Verschuldung ist kontrolliert
Auch Stadtammann Andreas Netzle ergriff das Wort und warb für eine Vertagung der Steuersenkungs-Debatte: «Wir gehen eine kontrollierte Verschuldung ein und wissen, wie man da wieder heraus kommt. Wir sind gegen eine übereilte Steuersenkung. Aber wenn alle Auswirkungen geprüft wurden, werden wir selber eine solche vorschlagen.» Er wies auch daraufhin, dass das Stadthaus die Schulden vergrössern werde.

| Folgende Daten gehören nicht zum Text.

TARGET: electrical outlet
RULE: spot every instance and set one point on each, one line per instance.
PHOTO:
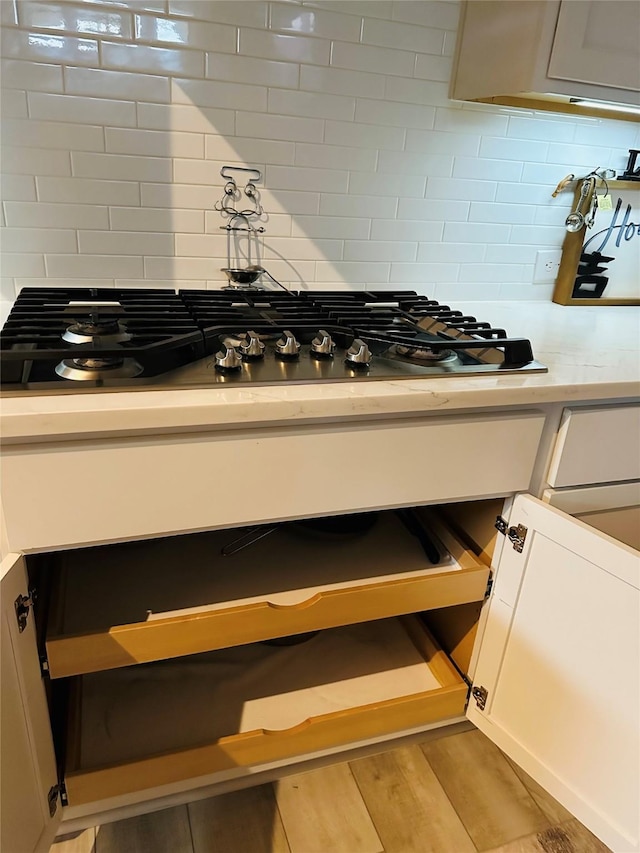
(547, 266)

Die Räte sprachen sich, vielleicht aus Taktik, dann deutlich für Rüedis Variante aus: Nur Moos selbst und Christian Forster (Rägäbogä) stimmten für eine «kleine» Steuersenkung.
Letztendlich lehnten sie die Steuersenkung um vier Prozent aber mit 19 Nein zu 12 Ja und einer Enthaltung ab. Das Budget 2015 mit einem Voranschlag von rund 2,35 Millionen Franken wurde daraufhin mit 23 Ja zu 9 Nein-Stimmen angenommen.
Brückenangebot war Thema
Unter dem Traktandum «Verschiedenes» fragte Beat Rüedi (FDP) den Stadtrat, was zur Standorterhaltung des Brückenangebots in Kreuzlingen unternommen wurde (siehe auch unten). Stadträtin Barbara Kern, welche auch im Kantonsrat sitzt, erklärte, dass der Kantonsrat schlicht kein Instrumentarium habe, um gegen die Einsparung vorzugehen: «Der Regierungsrat hat diese Entscheidung in seinen Kompetenzbereich gelegt.» Eine Delegation sei zwar bei Regierungsrätin Monika Knill vorständig geworden, genützt habe es nichts. «Wir sind sehr desillusioniert nach Hause gegangen», sagte Kern.